(ca. 1978, Indiana) My friend's father, Bob, was a volunteer fireman and a
home mechanic. He was also a heavy drinker who never seemed to be without
booze in his hand. One day I was helping him repair one of their cars. Bob,
already well into a six-pack when I arrived, believed that the fuel line
was blocked. His solution began with jacking the car up a few feet, and
draining the 12 gallons of gasoline from the tank.
In the process of disconnecting the fuel line from the tank, gasoline
spilled all over Bob, soaking his polyester shirt and flooding the floor of
the garage. Bob then used several five-gallon buckets to catch the
remaining gasoline that was pouring out of the tank. Although the garage
door was open to allow ventilation, the fumes were so thick that my friend
and I had to step outside to breathe. Bob remained laying on the garage
floor, in a pool of gasoline beneath the car.

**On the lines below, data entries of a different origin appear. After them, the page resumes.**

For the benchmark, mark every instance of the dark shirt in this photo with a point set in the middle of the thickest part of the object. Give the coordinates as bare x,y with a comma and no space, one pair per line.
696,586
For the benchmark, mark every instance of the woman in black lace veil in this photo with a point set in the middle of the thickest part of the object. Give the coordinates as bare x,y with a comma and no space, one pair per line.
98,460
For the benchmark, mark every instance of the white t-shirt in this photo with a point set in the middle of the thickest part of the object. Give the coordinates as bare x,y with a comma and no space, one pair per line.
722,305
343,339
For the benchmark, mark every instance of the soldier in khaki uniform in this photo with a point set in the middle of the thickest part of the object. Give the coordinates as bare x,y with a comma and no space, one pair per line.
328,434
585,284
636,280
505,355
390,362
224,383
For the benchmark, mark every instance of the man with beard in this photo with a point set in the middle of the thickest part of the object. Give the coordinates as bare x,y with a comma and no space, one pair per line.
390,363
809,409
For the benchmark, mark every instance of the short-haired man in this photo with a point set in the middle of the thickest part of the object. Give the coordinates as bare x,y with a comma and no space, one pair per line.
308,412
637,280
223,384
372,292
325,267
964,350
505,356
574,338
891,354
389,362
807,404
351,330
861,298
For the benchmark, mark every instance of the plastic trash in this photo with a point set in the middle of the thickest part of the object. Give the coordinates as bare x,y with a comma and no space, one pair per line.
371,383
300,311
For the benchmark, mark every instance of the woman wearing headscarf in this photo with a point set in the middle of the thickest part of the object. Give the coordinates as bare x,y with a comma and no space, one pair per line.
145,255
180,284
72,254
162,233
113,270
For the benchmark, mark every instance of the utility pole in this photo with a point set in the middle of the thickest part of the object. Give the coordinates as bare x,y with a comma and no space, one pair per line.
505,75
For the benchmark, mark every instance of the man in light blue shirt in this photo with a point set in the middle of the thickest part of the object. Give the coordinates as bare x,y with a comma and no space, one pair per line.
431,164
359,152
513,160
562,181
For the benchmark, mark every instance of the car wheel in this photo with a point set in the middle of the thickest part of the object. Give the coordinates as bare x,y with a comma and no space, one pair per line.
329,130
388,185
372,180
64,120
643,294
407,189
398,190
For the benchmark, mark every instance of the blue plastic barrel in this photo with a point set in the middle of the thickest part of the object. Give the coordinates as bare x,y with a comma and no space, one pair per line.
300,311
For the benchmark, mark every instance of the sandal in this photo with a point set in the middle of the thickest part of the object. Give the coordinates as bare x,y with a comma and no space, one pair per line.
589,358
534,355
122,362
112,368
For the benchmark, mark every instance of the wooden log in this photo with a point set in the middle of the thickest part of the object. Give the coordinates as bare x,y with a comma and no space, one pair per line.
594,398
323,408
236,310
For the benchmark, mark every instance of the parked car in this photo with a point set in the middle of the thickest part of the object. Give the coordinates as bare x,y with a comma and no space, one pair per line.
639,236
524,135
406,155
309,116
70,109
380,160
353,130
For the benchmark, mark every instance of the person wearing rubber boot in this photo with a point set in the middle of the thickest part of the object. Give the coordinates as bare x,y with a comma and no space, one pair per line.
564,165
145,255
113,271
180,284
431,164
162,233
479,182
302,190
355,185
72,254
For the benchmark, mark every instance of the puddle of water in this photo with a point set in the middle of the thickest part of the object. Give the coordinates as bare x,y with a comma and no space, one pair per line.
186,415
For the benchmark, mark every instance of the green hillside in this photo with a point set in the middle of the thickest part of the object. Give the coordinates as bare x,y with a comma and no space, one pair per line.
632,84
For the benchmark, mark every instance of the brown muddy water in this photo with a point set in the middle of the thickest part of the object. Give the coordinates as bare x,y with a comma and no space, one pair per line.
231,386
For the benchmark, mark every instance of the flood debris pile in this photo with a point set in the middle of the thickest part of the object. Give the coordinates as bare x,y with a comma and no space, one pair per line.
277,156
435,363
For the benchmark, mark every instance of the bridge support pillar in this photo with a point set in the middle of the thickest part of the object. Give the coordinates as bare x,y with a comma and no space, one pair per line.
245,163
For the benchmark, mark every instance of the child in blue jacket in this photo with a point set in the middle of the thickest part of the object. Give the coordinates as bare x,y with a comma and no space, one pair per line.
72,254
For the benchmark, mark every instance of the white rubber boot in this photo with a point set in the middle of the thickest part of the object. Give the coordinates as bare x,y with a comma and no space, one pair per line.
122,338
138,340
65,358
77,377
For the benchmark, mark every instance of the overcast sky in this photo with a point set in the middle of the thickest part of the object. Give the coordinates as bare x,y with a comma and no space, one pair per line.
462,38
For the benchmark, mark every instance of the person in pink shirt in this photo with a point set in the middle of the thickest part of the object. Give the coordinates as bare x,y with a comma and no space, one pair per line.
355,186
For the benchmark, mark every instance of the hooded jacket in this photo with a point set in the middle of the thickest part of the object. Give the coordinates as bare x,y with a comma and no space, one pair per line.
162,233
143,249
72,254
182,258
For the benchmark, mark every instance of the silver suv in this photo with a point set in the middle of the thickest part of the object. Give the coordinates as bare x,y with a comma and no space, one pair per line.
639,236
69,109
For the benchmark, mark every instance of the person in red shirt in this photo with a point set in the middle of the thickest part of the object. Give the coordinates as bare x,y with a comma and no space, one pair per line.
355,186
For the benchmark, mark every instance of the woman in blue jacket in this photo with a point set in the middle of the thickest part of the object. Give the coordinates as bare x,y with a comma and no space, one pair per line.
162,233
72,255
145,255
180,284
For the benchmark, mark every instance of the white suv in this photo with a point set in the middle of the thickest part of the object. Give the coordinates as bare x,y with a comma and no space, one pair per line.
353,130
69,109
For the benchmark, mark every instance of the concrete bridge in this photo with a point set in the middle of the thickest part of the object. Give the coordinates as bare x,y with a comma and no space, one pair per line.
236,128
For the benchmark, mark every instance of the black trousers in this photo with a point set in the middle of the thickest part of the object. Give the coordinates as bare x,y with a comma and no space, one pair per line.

About that time, the water heater, located about 10 feet from
gasoline-soaked Bob, kicked on. The entire floor went up in flames, and a
large fireball came out the garage door towards us. My friend and I dove to
the ground to avoid the flames.
The universal building code requires
gas-fired hot-water tanks in garages to be at least 18 inches off the
floor, to prevent accidental combustion of gasoline fumes. Since
gasoline fumes are heavy and stay near the floor, 18 inches is
considered a safe height. And it would be, under normal
circumstances. But the circumstances in this case were not
After the initial blast, Bob picked himself up and reacting as the trained
and experienced firefighter he was: he grabbed a fire extinguisher and put
out the flames. Only then did he realize that his polyester shirt had
melted to his now thoroughly burned chest. He refused his wife's assistance
and, despite his inebriated state, drove himself to the local hospital.
Bob lost most of the skin on his chest and most of the hair on his head. He
also spent several days in the burn unit, and was ultimately tossed out of
the local volunteer fire department.